Add to that the fact that the content set to be filtered was constantly under debate. Would the filter block gambling sites? BDSM or bondage material or so-called “golden showers” as Senator Conroy himself discussed during the filter back-and-forth? We’ll never really know for sure.

Never missing a chance to leap on a popular issue, the Federal Opposition said that they would oppose the filter and everything that it stood for. High-profile members of the IT and business community came out to oppose the filter. In August 2010, Conroy admitted to ARN that the filter would likely never make it through the parliament.

All had been quiet on the filter front for a few months, as Conroy continued to promise “surprises” when it came to the clean feed proposal.

As Conroy and the government quietly worked away on a carefully calculated retreat plan, three internet service providers were working to implement a filter of their own. The ISPs, including Optus and Telstra, worked to deploy a filter that would block the Interpol blacklist — a list containing the very worst and most objectionable material ever to hit the internet.

And yet as the deployment of the Interpol filter came and went, nobody made a sound, nor a protest, nor an angry letter. Nobody cared that child porn was going to be blocked, people cared when they thought it might be more.

Snap back to present day, and Conroy’s office has just issued a statement saying that it will walk away from mandatory internet filtering, and instead urge ISPs to implement the same Interpol filter that ISPs like Telstra and Optus are already running. The statement isn’t live online just yet, but according to the outlets Conroy gave it to ahead of time, the new filtering regime will cover 90 per cent of the population, based on the ISPs that have already agreed to come on board with the plan.

The government isn’t giving ISPs a choice, either. It’s using a section of the Telecommunications Act to compel ISPs to comply with the Interpol blacklist. According to ZDNet, iiNet is one of the ISPs that is already on board.

Update: Conroy has just released his statement regarding the filter to the wider press. Here’s a few interesting quotes from Conroy himself.

Blocking the INTERPOL ‘worst of’ list meets community expectations and fulfils the government’s commitment to preventing Australian internet users from accessing child abuse material online, Senator Conroy said. Given this successful outcome, the Government has no need to proceed with mandatory filtering legislation.

In 2010, the Government announced that the Australian Law Reform Commission would review the refused classification category, after community concern that it didn’t reflect community standards.

Following public consultation, the ALRC recommended in February 2012 that refused classification should be narrowed into a prohibited content category, which includes illegal content like child abuse material.

In line with this recommendation, Australia’s largest ISPs have been issued with notices requiring them to block these illegal sites in accordance with their obligations under theTelecommunications Act 1997. Telstra and Optus agreed to block the INTERPOL list in 2010, with the Australian Federal Police subsequently issuing the relevant notices. They have reported that this has had no impact on internet speeds or congestion and they have had no reports of people being denied access to legitimate web content.
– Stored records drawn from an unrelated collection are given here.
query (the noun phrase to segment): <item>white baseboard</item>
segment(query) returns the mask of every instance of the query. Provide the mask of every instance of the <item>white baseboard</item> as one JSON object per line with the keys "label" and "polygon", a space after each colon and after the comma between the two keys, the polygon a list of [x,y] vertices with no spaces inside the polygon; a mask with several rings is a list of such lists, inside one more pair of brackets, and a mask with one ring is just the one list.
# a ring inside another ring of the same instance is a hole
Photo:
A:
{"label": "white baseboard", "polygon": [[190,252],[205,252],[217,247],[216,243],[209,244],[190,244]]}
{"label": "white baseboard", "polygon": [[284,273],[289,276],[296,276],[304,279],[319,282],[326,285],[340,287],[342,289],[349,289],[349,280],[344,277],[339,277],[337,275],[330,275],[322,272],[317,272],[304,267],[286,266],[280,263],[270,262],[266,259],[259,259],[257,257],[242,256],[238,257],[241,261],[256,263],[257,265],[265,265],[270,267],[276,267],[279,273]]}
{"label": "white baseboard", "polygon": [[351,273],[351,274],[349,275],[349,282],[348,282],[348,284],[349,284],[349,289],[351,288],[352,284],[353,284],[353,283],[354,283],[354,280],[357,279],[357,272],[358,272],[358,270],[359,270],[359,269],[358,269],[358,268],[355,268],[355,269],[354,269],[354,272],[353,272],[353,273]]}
I welcome the support of Australia’s major ISPs and the Internet Industry Association for taking appropriate steps to meet their lawful obligations. This means that more than 90% of Australians using internet services will have child abuse material blocked by their ISP.

For the full statement, head here.

So that’s it. Australia’s mandatory internet filter is finally — as the Coalition put it — dead, buried and cremated.